Тотчас накинули бедному старику на шею верёвку и вывели на улицу к собранной уже кучке. А там отчаянно голосила молодая женщина, с полгода назад вышедшая замуж и находившаяся в благословенном положении. Она судорожно ухватилась за мужа и, обливаясь слезами, вопила: "Не пущу, не пущу Яся; убейте меня, а в повстанье не дам". Скупинский приказал и эту женщину взять на верёвку и всю отобранную кучку людей отвести в лес под конвоем 4-х вооружённых повстанцев.
Затем произошла сцена, которую я до сх с ужасом вспоминаю в нашей деревне. Зашёл ксендз в хату крестьянина Дуная, а его и след простыл.
- Где твой муж? - грозно приступил ксендз к жене Дуная.
- Не знаю, ксенже добродею, сама не знаю, где он, - отвечала дрожавшая от страха Ядвига.
- Врёшь ты, пся кровь, говори сейчас, куда спрятала, иначе плохо тебе будет.
- Сжальтесь, ради Господа Иисуса; не знаю же я, где он, может, на заводь ушёл, а я не знаю, не знаю, - твердила растерявшаяся женщина.
В рыдании она бросилась на колени и стала целовать ноги ксендза. А он лягнул её в грудь так, что бедняжка повалилась навзничь, и приказал оставшимся при нём двум повстанцам отыскать Дуная во что бы то ни стало. Но все поиски оказались безуспешными, и когда об этом доложили ксендзу, то он пришёл в такое исступление, что стал топтать ногами едва живую от страха женщину, а наконец, обратившись к Стжичковскому, крикнул: "Казнить подлую изменницу". Моментально Стжичковский выхватил из-за пояса кинжал и воткнул в грудь несчастной по самую рукоятку. Обливаясь кровью, Ядвига бессознательно пробормотала: "в стодоле, в стодоле" (в риге).
- А, вот когда шельма созналась, - и с этим словом ксендз выстрелил в неё из пистолета. А так как жертва, корчась в судорогах, ещё обнаруживала признаки жизни, то жестокий монах приказал адъютанту добить её, что он тотчас и исполнил, ударив несколько раз поленом по голове.
Но этим не ограничилась месть служителя алтаря; он собственноручно поджёг хату и ригу Дуная, полагая, что там сгорит и хозяин, если он сидит в снопах ржи. Но Дунай догадался вовремя уйти отсюда и, проползши задами к тем избам, где уже побывали вербовщики, спрятался на огороде в картофельную яму и тем спас свою жизнь.
Всё это - и убийство женщины, и поджог строений - навело на всех такую панику, что никто уже не осмеливался скрываться или отнекиваться. Таким образом были отведены в лес и мои отец и старший брат - восемнадцатилетний парень.
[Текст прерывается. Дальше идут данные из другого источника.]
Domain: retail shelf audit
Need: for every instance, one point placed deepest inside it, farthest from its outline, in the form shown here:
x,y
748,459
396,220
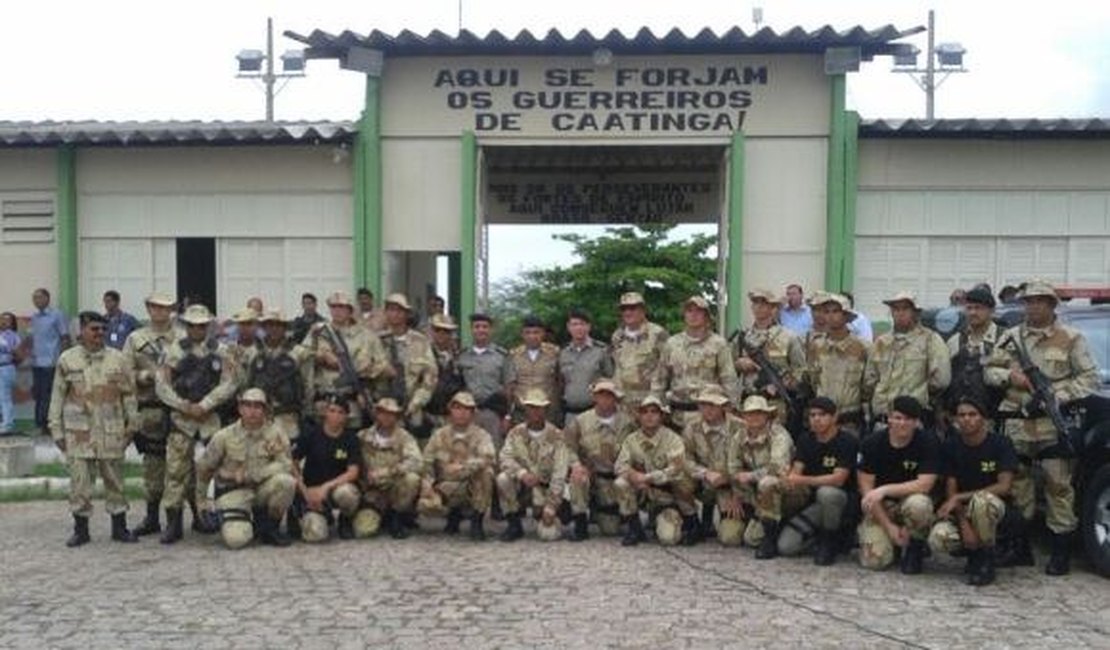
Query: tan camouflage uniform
x,y
94,410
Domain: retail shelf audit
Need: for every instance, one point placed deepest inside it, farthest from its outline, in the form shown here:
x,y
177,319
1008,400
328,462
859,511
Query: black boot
x,y
477,534
912,557
768,548
120,531
514,530
172,531
454,518
634,531
1059,562
151,524
581,527
80,532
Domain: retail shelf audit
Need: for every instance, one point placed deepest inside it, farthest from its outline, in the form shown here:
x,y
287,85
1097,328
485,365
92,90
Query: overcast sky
x,y
152,60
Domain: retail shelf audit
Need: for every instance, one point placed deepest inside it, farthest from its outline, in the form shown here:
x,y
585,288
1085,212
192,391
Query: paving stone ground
x,y
434,591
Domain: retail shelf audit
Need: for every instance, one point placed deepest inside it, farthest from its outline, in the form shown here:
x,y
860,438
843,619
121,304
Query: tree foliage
x,y
624,259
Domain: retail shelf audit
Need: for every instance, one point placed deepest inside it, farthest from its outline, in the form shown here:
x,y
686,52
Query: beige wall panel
x,y
1045,164
422,185
28,169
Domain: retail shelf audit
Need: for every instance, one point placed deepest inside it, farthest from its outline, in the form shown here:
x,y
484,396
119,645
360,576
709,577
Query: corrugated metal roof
x,y
322,44
188,132
1001,128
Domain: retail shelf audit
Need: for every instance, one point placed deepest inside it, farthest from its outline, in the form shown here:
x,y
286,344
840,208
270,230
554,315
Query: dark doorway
x,y
197,271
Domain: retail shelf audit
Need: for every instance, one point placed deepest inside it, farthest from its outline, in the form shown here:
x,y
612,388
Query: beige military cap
x,y
256,395
902,296
1039,287
443,322
606,386
535,397
763,294
632,298
399,300
757,403
713,394
246,315
273,316
389,405
197,315
340,298
160,300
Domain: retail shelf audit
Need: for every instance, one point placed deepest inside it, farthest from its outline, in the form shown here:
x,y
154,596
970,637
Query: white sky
x,y
155,60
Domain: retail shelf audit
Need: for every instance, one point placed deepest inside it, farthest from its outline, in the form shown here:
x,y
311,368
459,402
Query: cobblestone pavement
x,y
433,591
На хозяйстве осталась одна мать с двумя детьми. Затем ксендз поехал на сахарный завод и забрал оттуда всех, кого считал способным к войне.
Вся наша деревня была объята ужасом и отчаянием. Никто не спал всю ночь. Сходились вместе, плакали, советовались, и никто не мог толком сказать: что следует предпринять. Высказывались робкие мнения, что нужно дать знать начальству; но тут же являлось опасение, что, в случае доноса ксендзу, будет сожжена вся деревня, да и неизвестно теперь, где находится русское войско. Так ничего и не решили.
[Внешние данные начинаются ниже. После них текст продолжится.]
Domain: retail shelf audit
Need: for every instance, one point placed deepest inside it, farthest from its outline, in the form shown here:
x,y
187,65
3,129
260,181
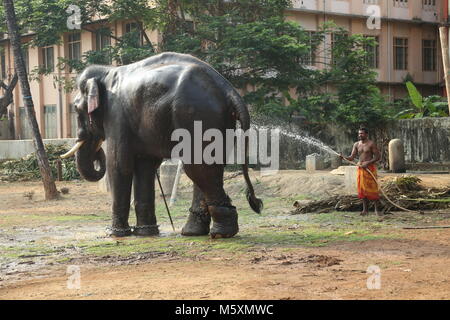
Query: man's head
x,y
363,134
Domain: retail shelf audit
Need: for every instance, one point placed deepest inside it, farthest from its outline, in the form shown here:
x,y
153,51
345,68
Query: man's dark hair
x,y
364,129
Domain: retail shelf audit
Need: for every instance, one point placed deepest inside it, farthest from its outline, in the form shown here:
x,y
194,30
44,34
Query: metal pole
x,y
443,32
173,196
165,202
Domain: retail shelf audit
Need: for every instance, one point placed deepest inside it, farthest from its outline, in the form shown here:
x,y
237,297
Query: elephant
x,y
135,108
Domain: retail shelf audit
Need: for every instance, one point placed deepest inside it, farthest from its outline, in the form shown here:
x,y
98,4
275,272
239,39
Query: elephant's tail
x,y
244,118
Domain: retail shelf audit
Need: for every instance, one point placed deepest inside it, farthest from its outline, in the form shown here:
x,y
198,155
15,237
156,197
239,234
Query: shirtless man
x,y
368,156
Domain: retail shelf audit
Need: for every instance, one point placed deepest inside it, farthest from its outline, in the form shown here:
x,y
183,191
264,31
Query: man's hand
x,y
364,164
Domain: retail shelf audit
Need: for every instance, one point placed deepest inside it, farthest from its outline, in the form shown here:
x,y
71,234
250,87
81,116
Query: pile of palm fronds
x,y
27,168
405,191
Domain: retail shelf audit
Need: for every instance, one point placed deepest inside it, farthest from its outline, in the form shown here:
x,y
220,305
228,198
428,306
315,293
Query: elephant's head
x,y
90,103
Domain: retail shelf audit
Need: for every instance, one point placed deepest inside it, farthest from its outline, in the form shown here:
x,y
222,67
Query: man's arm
x,y
376,156
353,155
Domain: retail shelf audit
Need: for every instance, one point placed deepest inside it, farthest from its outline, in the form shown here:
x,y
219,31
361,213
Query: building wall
x,y
412,21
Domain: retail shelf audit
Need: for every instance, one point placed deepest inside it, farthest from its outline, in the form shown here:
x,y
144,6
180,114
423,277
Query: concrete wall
x,y
426,141
14,149
4,129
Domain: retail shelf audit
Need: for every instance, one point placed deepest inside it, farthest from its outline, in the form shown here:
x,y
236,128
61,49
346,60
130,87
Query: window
x,y
3,63
373,58
48,59
401,3
401,54
73,120
102,41
335,38
429,55
310,58
428,3
50,121
102,38
133,27
74,43
25,129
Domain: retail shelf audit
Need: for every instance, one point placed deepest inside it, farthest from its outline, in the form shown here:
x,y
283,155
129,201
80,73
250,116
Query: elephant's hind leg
x,y
199,218
144,196
209,178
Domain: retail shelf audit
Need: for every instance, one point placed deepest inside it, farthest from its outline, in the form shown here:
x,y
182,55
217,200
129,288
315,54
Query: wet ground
x,y
274,256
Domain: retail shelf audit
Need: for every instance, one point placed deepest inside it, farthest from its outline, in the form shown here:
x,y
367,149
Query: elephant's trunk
x,y
87,155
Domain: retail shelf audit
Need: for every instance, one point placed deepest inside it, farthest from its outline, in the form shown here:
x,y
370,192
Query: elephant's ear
x,y
93,95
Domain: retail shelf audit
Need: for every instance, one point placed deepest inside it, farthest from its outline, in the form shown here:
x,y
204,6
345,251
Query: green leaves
x,y
432,106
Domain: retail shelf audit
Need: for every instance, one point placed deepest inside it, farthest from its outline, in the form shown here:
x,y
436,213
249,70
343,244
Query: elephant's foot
x,y
197,224
146,231
120,232
225,222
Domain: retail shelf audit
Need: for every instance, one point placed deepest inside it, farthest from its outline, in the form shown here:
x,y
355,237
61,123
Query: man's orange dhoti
x,y
367,186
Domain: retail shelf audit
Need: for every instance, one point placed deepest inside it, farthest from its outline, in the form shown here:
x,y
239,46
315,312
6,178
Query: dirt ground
x,y
275,255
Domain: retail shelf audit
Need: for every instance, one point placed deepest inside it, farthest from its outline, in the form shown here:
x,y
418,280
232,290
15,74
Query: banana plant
x,y
431,106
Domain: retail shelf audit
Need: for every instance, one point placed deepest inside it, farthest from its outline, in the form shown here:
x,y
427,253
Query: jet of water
x,y
299,137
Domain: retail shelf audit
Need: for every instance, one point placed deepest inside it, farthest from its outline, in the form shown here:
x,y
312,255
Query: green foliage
x,y
27,168
432,106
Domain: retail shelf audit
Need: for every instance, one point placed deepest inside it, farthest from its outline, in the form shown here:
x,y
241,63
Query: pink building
x,y
406,32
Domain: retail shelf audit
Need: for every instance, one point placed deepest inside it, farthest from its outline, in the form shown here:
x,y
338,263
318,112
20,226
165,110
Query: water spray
x,y
379,186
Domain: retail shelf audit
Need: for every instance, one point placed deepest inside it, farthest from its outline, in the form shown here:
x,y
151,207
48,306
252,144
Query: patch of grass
x,y
19,252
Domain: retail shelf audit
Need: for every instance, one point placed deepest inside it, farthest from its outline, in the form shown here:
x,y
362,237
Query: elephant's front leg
x,y
144,196
120,174
199,218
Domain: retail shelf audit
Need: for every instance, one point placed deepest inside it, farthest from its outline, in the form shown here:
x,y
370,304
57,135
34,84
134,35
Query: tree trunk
x,y
12,125
14,36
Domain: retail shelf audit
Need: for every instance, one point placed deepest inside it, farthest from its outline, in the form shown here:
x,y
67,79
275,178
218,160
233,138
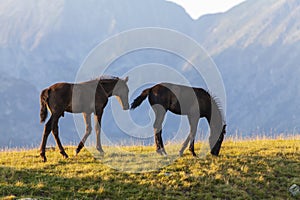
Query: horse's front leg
x,y
47,130
56,137
98,118
193,121
88,130
159,118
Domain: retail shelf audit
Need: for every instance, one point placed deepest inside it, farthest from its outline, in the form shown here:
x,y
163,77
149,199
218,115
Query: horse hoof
x,y
64,155
161,152
100,150
43,156
77,152
180,154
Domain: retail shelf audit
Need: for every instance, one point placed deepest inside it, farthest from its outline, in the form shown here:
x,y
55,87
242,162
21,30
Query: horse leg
x,y
56,137
98,118
88,130
159,118
47,130
193,121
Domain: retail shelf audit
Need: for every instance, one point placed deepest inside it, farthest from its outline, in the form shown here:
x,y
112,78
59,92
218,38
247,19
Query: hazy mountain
x,y
255,45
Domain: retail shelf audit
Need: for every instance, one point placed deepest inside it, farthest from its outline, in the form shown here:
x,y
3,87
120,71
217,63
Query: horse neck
x,y
108,86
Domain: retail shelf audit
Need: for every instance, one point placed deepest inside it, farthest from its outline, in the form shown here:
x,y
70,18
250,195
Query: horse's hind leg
x,y
159,118
56,137
47,130
193,121
98,118
88,129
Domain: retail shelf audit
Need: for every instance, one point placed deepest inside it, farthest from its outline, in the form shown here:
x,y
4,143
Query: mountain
x,y
255,45
257,56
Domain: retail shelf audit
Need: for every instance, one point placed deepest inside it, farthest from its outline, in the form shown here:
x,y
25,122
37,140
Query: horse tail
x,y
44,101
140,99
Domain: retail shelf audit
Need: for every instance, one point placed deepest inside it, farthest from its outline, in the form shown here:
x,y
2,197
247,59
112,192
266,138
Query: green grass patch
x,y
259,169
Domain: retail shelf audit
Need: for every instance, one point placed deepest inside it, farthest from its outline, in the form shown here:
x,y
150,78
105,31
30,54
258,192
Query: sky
x,y
197,8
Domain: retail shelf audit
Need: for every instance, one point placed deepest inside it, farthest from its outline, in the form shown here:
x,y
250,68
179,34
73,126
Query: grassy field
x,y
258,169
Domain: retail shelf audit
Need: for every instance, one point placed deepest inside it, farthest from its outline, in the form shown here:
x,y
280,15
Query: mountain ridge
x,y
254,45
Между тем, дня через два, совершенно неожиданно, Скупинский вновь приехал в нашу деревню. На этот раз он появился один, без всякого конвоя; очень уж он понадеялся на свою власть и силу. Спешившись, ксендз грозно потребовал: подать ему Дуная, так как он почему-то узнал, что этот здрайца (изменник) не сгорел в стодоле. Тут произошло событие, совершенно неожиданное, которое можно объяснить только тем, что очень уж накипела злоба против мучителя. Без всякого уговора, по одному охватившему всех инстинктивному побуждению, все бросились на ксендза, мгновенно обезоружили его и связали, чтобы отвезти в город, где предполагалась какая нибудь военная власть. Но пока снаряжали повсюду, озлобленные сельчане стали наносить тирану жёсткие побои, и особенно были неумолимы женщины: одни душили его, другие били по чём попало кто поленом, кто кочергой. Попавшийся в беду ксендз сначала грозно приказывал освободить его, потом стращал Божьим наказанием, а наконец стал умолять, чтобы простили его, но разгоревшаяся месть была неумолима, и ксендз скоро испустил свой грешный дух. Некоторые рассказывают даже, что его просто растерзали на части. Так ли это было, не знаю, потому что от страха я смотрел издали на суетящуюся на улице толпу и боялся приблизится к зловещей возне, но помню, что свирепый монах поплатился жизнью, и что он был похоронен ксендзами с большими церковными почестями, как мученик за святое дело.
Иван Васильевич Любарский, Казань, 1899 г.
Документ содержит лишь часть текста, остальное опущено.